I made no response to Garey’s last speech, but rode forward as fast as my horse could carry me.
A brace of minutes brought me up to the rancho; and there I beheld a spectacle that caused the blood to curdle in my veins.
Chapter Fifty Five.
A Cruel Proscription.
The open space in front of the hovel was occupied by a group of women—most of them young girls. There were six or seven; I did not count them. There were two or three men, Mexicans, mixed up in the group. Rube was in their midst, endeavouring in his broken Spanish to give them consolation and assurance of safety. Poor victims! they needed both.

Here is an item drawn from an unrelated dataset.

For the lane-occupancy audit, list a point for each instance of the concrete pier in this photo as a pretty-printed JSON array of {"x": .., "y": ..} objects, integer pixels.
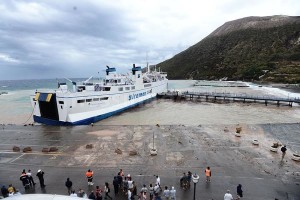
[{"x": 180, "y": 149}]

The women were half-naked—some of them simply en chemise. Their long black hair fell loosely over their shoulders, looking tossed, wet, and draggly. There was blood upon it; there was blood upon their cheeks in seams half dried, but still dropping. The same horrid red mottled their necks and bosoms, and there was blood upon the hands that had wiped them. A red-brown blotch appeared upon the foreheads of all. In the moonlight, it looked as if the skin had been burnt.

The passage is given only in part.